CS: Volevo esordire con un libro dalla struttura originale, nel quale fossero ridotti al mimino i cliché narrativi usati per tenere alto l’interesse del lettore. Volevo che Y fosse un romanzo godibile, e che per essere godibile non avesse nemmeno bisogno di essere un romanzo.
- Perchè questo titolo, Y?
CS: La lettera Y è il modo più sintetico di rappresentare la struttura del libro: ci sono due linee narrative principali che idealmente convergono a formarne una (in effetti il libro ha una struttura molto particolare, segue due narrazioni apparentemente differenti, sviluppate una su un lato del libro e l’altra rovesciandolo, Ndr). In un certo senso il titolo va “guardato”, non “letto”. Questo si collega a uno dei dialoghi più importanti, nella seconda parte.
- C’è una pagina o un capitolo di Y al quale sei più affezionato?
CS: Ogni tanto mi piace rileggere “Questo non è un aneddoto”, “La parabola di Guglielmo Ferrucci”, “Luce del nord” e vari brani sparsi della seconda parte.
- Per i numerosi personaggi che popolano Y, ti sei ispirato a qualcuno in particolare?
CS: A volte sì, ma non sempre a persone che conosco; ad esempio il personaggio di Ezra è nato quando ho visto in internet la foto di una ragazzina: mi ha subito colpito lo sguardo e il modo in cui stava seduta. Denise e Luca sono davvero una coppia, anche se nella realtà hanno nomi diversi. Sene Diouf, Mario e Antonino Ciambrana li ho conosciuti quando lavoravo come cuoco in un ristorante della costa livornese, nel 2003.
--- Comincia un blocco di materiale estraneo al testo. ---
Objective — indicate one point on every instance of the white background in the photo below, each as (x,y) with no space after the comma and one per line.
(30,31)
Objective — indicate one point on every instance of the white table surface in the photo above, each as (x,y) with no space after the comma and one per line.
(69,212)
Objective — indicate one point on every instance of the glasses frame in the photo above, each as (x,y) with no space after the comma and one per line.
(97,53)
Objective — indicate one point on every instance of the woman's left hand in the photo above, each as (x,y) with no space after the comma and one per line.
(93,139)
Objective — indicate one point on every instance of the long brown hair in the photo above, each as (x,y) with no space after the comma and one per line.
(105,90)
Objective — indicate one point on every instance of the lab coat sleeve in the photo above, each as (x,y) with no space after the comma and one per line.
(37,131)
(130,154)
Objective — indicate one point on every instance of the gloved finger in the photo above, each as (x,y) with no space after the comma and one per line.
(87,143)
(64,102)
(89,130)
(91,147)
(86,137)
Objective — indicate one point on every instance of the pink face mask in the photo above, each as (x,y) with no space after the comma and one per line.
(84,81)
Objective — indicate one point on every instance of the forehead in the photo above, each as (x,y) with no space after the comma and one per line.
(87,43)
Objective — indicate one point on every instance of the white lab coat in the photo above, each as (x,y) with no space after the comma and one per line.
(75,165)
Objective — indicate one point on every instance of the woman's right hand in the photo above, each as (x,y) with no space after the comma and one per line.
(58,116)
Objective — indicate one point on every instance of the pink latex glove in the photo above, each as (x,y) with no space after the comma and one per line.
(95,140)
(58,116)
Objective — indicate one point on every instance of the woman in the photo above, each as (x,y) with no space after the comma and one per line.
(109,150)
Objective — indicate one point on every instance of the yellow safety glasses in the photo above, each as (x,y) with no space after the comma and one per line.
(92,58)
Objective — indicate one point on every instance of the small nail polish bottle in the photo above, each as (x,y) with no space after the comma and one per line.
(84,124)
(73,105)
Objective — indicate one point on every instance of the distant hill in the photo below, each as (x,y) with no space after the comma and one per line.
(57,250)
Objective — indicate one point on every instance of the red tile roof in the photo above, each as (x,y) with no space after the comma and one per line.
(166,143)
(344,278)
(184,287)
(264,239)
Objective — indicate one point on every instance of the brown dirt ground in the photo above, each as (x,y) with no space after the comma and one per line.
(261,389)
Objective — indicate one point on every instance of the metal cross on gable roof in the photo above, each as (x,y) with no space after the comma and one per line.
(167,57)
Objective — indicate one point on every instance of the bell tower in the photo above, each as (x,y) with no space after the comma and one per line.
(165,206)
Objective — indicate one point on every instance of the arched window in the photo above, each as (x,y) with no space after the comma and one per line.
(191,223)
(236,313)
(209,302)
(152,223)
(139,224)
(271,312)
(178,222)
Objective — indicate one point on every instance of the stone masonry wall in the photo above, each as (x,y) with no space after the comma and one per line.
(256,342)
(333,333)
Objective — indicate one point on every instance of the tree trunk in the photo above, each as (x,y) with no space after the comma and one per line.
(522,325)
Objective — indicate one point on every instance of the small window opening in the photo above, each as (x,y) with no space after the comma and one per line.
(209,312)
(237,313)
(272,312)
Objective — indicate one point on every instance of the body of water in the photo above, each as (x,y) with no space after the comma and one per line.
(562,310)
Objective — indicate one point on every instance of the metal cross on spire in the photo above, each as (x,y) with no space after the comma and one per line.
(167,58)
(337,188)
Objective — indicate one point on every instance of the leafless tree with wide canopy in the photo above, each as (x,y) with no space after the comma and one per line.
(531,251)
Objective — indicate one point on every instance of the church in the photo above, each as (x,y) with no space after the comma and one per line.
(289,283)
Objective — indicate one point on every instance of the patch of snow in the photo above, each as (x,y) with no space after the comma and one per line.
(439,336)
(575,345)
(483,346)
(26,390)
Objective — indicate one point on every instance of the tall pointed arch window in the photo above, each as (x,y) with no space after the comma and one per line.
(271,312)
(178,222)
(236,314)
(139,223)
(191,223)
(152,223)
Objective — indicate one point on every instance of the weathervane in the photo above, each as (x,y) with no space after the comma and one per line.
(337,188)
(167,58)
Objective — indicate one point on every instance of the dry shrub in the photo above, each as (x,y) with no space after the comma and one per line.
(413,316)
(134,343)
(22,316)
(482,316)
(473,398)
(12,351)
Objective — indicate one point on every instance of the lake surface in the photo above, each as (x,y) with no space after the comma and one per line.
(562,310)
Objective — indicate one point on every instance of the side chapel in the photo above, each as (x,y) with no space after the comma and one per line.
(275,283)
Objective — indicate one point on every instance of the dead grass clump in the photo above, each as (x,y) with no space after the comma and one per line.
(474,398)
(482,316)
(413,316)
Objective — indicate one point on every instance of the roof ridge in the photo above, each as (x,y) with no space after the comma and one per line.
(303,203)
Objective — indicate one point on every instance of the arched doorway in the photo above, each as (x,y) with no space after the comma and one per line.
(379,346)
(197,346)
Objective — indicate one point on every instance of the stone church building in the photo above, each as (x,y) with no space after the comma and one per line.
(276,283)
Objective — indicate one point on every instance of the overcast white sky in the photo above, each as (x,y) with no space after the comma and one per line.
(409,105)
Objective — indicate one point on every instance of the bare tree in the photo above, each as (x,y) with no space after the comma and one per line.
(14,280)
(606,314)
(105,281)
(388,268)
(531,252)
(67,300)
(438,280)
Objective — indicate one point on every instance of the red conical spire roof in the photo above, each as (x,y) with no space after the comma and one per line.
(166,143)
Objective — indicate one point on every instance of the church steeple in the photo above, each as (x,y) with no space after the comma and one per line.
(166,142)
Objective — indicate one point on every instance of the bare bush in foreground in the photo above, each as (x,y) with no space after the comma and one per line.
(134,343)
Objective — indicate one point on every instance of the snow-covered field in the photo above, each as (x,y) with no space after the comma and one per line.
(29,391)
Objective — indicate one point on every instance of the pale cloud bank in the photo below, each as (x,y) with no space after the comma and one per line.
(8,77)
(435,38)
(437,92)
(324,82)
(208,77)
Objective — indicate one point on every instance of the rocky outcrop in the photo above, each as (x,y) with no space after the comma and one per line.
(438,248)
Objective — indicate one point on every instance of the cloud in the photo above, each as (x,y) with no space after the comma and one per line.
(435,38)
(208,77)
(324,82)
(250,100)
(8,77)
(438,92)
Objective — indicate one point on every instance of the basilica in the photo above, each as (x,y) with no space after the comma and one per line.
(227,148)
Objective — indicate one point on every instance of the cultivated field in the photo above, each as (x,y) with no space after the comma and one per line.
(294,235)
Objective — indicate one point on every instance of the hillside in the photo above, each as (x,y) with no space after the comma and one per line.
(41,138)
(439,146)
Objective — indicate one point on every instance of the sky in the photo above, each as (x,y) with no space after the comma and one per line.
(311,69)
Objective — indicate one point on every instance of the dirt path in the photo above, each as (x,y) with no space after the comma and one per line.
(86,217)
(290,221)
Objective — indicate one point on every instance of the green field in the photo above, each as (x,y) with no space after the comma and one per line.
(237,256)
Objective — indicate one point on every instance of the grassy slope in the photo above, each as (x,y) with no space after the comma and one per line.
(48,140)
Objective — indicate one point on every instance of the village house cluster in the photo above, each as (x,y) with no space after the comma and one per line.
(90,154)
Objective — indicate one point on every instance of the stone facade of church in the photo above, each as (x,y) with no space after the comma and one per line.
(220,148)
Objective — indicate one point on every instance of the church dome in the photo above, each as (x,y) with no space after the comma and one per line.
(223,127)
- Quale è stato l’impatto di Y con il pubblico e come procedono le vendite?
CS: Finora ho ricevuto solo complimenti, ma d’altra parte è difficile che uno si prenda il disturbo di andare a fare critiche all’autore. Le vendite vanno bene, le copie della prima edizione sono state esaurite e ora il libro è in ristampa.
- Per concludere… oggi Claudio Selva si definirebbe uno scrittore?
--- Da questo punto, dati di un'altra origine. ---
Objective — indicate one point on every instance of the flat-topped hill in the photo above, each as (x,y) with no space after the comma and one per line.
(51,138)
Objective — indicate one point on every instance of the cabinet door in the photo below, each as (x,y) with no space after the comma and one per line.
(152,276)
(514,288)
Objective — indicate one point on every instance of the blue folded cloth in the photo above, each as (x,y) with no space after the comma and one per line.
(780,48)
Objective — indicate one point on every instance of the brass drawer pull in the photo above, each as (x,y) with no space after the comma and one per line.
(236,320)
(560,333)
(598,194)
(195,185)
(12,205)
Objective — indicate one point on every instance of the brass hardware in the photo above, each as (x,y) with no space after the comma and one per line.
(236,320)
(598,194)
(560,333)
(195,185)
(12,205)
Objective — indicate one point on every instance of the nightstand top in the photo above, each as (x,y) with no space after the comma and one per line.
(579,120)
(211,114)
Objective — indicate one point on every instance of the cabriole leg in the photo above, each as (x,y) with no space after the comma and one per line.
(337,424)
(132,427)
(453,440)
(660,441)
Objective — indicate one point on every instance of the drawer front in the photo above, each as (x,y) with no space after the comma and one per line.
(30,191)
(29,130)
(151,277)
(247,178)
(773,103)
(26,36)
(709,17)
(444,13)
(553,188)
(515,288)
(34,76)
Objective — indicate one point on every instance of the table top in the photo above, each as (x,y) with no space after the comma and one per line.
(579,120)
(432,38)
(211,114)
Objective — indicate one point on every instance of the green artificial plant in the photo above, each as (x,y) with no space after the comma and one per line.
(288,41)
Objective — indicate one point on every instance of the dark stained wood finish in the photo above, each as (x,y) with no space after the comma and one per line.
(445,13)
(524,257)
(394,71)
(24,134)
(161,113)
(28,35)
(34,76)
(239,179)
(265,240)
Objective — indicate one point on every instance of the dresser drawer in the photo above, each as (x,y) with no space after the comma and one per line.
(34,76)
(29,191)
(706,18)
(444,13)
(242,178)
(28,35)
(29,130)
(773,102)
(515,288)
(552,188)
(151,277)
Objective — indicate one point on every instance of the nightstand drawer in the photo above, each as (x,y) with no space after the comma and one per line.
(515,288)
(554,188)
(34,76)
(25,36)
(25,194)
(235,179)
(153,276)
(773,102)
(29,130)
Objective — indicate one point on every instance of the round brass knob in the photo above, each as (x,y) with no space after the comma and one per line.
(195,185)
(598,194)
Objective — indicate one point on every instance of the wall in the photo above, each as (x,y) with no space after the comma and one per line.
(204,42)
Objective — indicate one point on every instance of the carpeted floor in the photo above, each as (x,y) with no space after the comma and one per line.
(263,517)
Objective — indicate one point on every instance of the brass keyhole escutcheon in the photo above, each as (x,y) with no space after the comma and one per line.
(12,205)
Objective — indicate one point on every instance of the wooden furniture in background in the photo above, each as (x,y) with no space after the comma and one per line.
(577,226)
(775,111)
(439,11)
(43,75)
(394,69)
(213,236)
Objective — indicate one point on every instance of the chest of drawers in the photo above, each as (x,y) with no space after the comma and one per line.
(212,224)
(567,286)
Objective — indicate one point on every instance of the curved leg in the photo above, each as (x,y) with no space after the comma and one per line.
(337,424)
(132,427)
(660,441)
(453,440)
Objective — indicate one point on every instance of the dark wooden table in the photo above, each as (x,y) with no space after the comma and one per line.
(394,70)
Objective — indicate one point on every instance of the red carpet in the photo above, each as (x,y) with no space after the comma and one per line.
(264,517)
CS: Sicuramente mi ritengo uno scrittore, ma non è che la cosa abbia molta importanza. Chiunque oggi può definirsi o essere definito scrittore, il tizio che fa stampare a proprie spese una raccolta di poesie da distribuire ai parenti, il personaggio televisivo che pubblica un romanzo e vende centomila copie… Come sanno bene i politici e i pubblicitari, il linguaggio non ha niente di oggettivo, si presta a chi lo usa: la lingua italiana, come tutte le lingue, è “puttana”. È anche per questo, che scrivo racconti erotici.